UBS predecessor profited from Nazi slave labour

Prisoners at the Nazi concentration camp Auschwitz worked at the nearby cement factory Keystone

Switzerland's biggest bank, UBS, has admitted for the first time that it benefited from Nazi slave labour during World War Two.

This content was published on August 7, 2000 - 22:11

Michael Willi, a spokesman for UBS, confirmed that one of its predecessors held a majority stake in a cement factory in Poland where slave labourers were used during the war.

Willi said the Swiss Bank Corporation, one of two banks that merged in 1998 to create UBS, had held a majority stake in a holding firm which itself had a majority share in the Golleschauer cement factory.

He said the factory was forcibly taken into SS administration when Nazi Germany invaded Poland in 1939 and that documents in Berlin proved that the cement works used slave labourers.

Willi was unable to give an exact figure for the number of people involved but one British media report says at least 400 prisoners from the nearby Auschwitz concentration camp were forced to work at the factory.

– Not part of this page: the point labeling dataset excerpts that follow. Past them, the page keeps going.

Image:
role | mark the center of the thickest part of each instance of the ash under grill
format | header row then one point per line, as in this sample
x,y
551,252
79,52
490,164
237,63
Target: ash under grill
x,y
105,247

Last week, UBS along with Switzerland's second biggest bank, Credit Suisse, formally approved the $1.25 billion (SFr2 billion) global settlement aimed at ending the long-running dispute over Holocaust assets.

A US judge has given Swiss companies which benefited from slave labour until August 25 to decide whether they want to be part of the deal. If they agree, they will be free from the threat of legal action.

Willi said any use of slave labour involving the banks is already covered under the settlement.